Asthma is a common, chronic, inflammatory condition affecting 5.4 million people in the UK. Up to 10% of people with asthma have shown resistance to treatment and are liable for approximately 50% of asthma healthcare spend, highlighting the urgent unmet clinical need for novel asthma therapies. Bronchoconstriction caused by airway smooth muscle contraction is a major factor limiting airflow obstruction in asthma. Calcium signalling plays a key role in cellular responses of airway smooth muscle cells, sustained by the recruitment of extracellular Ca2+ from plasmalemmal calcium channels to replace [Ca2+]i stores. Expression and function of Ca2+carrying plasmalemmal channels highlight a potential therapeutic target to attenuate bronchoconstriction providing an effective treatment strategy for asthma. The family of transient receptor potential (TRP) channels are cation channels, most TRP channels are Ca2+ permeable. In addition, several TRP channels in human airway smooth muscle cells (HASMs) have not yet been studied, nor have comparative, quantitative expression profiles for TRP family members been conducted in HASMs. The rationale for this project was to define the relative expression of Ca2+-carrying TRP channels in human airways smooth muscle (ASM), both ex vivo and in vitro, for healthy controls and asthmatic subjects.

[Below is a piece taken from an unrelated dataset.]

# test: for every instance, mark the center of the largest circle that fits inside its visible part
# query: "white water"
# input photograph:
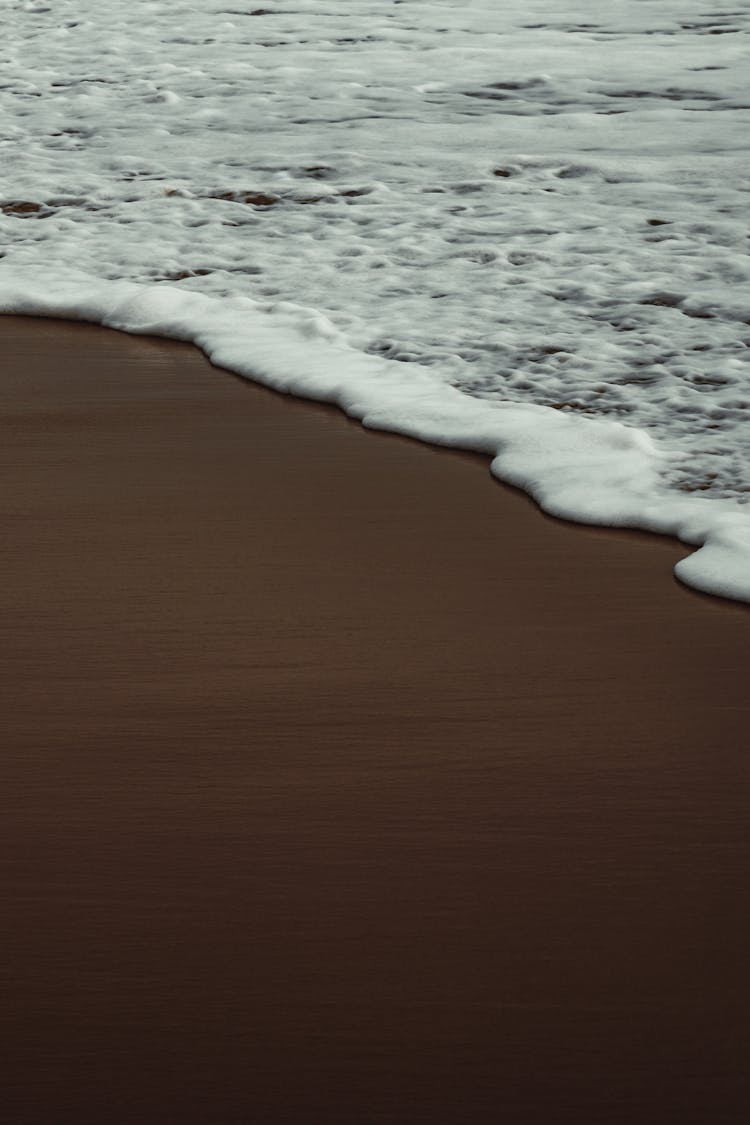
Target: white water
(517, 227)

This will be followed by a functional analysis of selected TRP channels expressed in human ASM cells to elucidate their potential role in calcium signalling and in asthma airway hyperresponsiveness and bronchoconstriction. TRPA1, TRPM4, TRPM7, TRPV2, TRPV4, PKD1, PKD2, MCOLN1 showed high expression in vitro. TRPA1 was investigated as gene of interest due to the in vitro expression in HASMs (in addition to evidence from animal models and SNP data which suggests a role in asthma). TRPA1 displayed marked protein expression detected by flow cytometry. In functional studies, selective TRPA1 agonism reliably contributed to Ca2+ influx, however high concentrations of TRPA1 agonists demonstrated cytotoxic effects. Collagen contraction assays were inconclusive as to the role of TRPA1 in ASM contraction.